Wright to Edit "Slavery Since Emancipation" Book Series
Tuesday, April 2, 2013
Cambridge University Press has announced that Dr. Robert Wright, Augustana's Nef Family Chair of Political Economy and director of the Thomas Willing Institute, will serve as editor for "Slavery Since Emancipation," a new book series that aims to provide students, scholars and activists with books that place modern forms of slavery in historical context.
Titles in the series will apply the essential question: "How do we begin to understand the historical origins of these problems?" to topics ranging from human trafficking, child labor, the industrial-prison complex, and the other forms of coercive labor prevalent today.
"Freedom is a good thing, the key pillar of our society," says Wright. "So we need more of it. Various forms of unfreedom – from chattel slavery to debt peonage to the forced confinement of an entire race of people on reservations – haunt our past but also stalk our future. We can't do much about past injustices but we can sure as heck strive to limit unfreedom today by helping trafficked sex workers, enslaved children, and others forced to labor against their will, right here in America as well as abroad."

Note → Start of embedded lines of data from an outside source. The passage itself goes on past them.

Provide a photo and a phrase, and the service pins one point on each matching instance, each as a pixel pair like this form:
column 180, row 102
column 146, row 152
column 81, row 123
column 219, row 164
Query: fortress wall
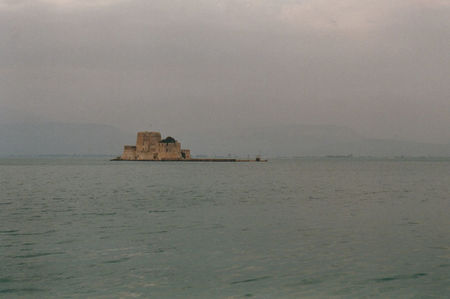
column 187, row 153
column 129, row 153
column 169, row 151
column 147, row 141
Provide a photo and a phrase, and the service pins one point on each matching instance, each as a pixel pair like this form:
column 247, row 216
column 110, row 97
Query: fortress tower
column 149, row 146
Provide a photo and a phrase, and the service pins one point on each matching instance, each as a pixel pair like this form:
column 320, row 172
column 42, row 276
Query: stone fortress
column 150, row 147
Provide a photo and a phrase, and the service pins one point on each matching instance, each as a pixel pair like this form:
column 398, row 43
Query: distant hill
column 54, row 138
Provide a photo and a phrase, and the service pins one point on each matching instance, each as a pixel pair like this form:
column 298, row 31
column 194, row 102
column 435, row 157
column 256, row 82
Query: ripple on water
column 400, row 277
column 20, row 291
column 26, row 256
column 250, row 280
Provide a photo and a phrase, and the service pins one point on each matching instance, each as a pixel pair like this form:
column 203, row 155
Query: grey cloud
column 175, row 64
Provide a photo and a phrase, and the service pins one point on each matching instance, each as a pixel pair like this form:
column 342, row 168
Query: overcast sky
column 381, row 67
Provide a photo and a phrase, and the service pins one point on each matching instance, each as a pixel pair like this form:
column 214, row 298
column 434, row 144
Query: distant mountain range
column 54, row 138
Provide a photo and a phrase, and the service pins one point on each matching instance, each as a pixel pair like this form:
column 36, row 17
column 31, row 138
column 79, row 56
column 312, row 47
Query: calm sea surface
column 282, row 229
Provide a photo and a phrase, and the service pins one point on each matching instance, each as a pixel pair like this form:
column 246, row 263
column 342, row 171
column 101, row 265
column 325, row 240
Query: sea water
column 282, row 229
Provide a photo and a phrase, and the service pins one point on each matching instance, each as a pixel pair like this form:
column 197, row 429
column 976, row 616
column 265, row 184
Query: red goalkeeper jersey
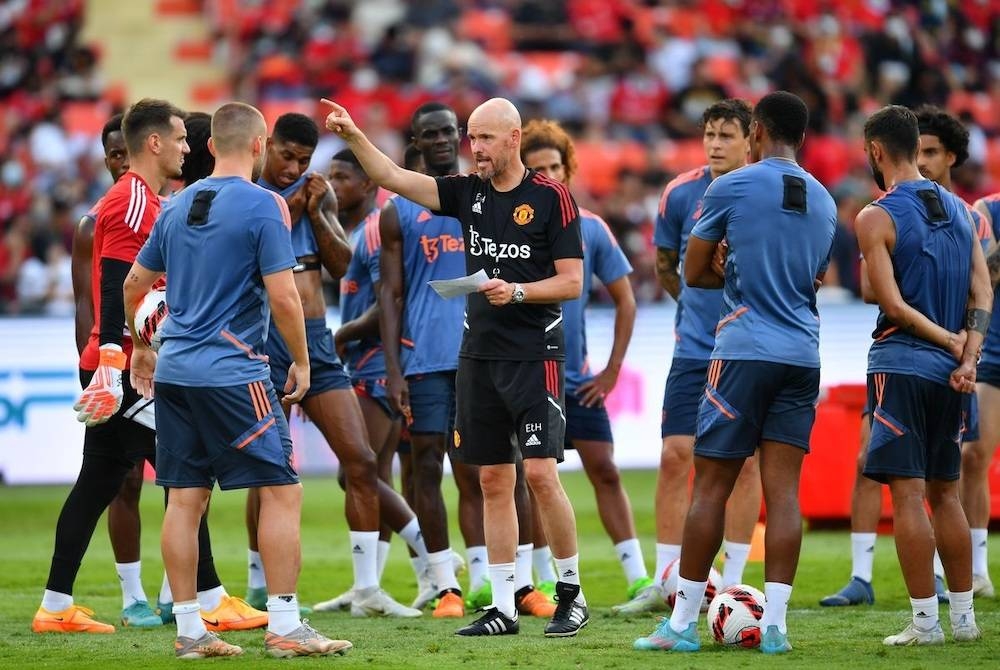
column 123, row 224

Developed in cooperation with Historians Against Slavery, a non-profit organization composed of scholars who recognize and abhor the continued existence of bound labor in the United States and abroad, the series seeks to publish serious academic studies that explicitly tie slavery's past to its present, that consciously scan history for lessons of relevance to contemporary abolitionists, or that directly engage current issues of interest to activists by contextualizing them historically.